= Batrachian operculum =

The batrachian operculum or simply operculum is an ossicle present in the middle ear of the clade Batrachia (frogs and salamanders). Connected by muscles to the shoulder girdle, it is believed to play a role in hearing by transmitting sound from the ground to the ear via the forelimb.

== Anatomy ==
The batrachian operculum is a small element located in the fenestra ovalis of the middle ear, posterior to the columella. It is typically, though not always, cartilaginous. Via a specialised muscle, the opercularis, the operculum connects the middle ear to the scapula or suprascapula, allowing for vibrations to be transmitted from the ground via the forelimb. In particular, it is believed to aid in the detection of low-frequency sounds in the lagenar system.

== Evolution ==
In bony fishes, a group of dermal bones cover the gills and are collectively referred to as the operculum. These bones are lost early in the evolution of tetrapods, allowing for a mobile neck. Historically, the batrachian operculum was thought to be homologous with that of fishes. As of 2016, however, the batrachian operculum is thought to have an independent origin, and not be a retained fish operculum.

The early history of the operculum is poorly known, as the element is small and generally cartilaginous, inhibiting its ability to fossilise.The operculum is considered a synapomorphy of the clade Batrachia and is generally considered to be absent in caecilians; it has been suggested that the fossil Eocaecilia may preserve evidence of the element, but this is currently considered unlikely. A further suggestion that the columella of modern caecilians consists of a fused columella and operculum; this is also considered uncertain on the basis of embryology.

It is unclear if the batrachian operculum is present in albanerpetonids, as their middle ear is not known.

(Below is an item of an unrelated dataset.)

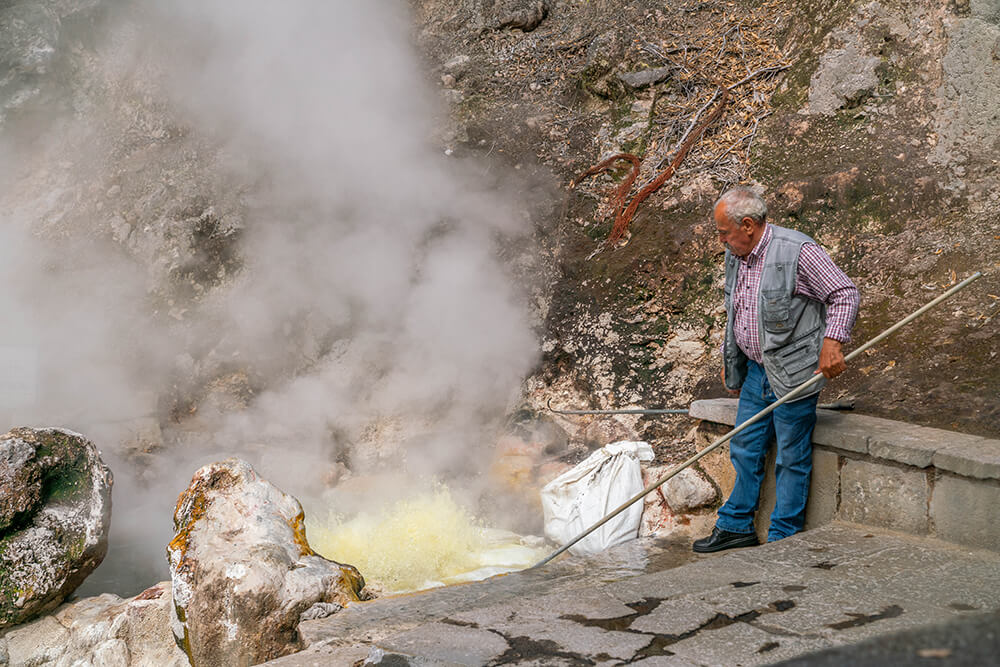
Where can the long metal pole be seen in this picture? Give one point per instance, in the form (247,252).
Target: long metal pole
(757,417)
(837,405)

In some salamanders, the batrachian operculum is ossified. Though the operculum is present in neotenous taxa such as cryptobranchids, amphiumids, sirenids, and proteids, the opercularis muscle is absent, reflecting the fact that it typically develops later in life in salamanders. Among hynobiids and ambystomatids, the operculum fuses to the otic capsule. In salamandrids, the columella is absent and the operculum serves as the primary ossicle.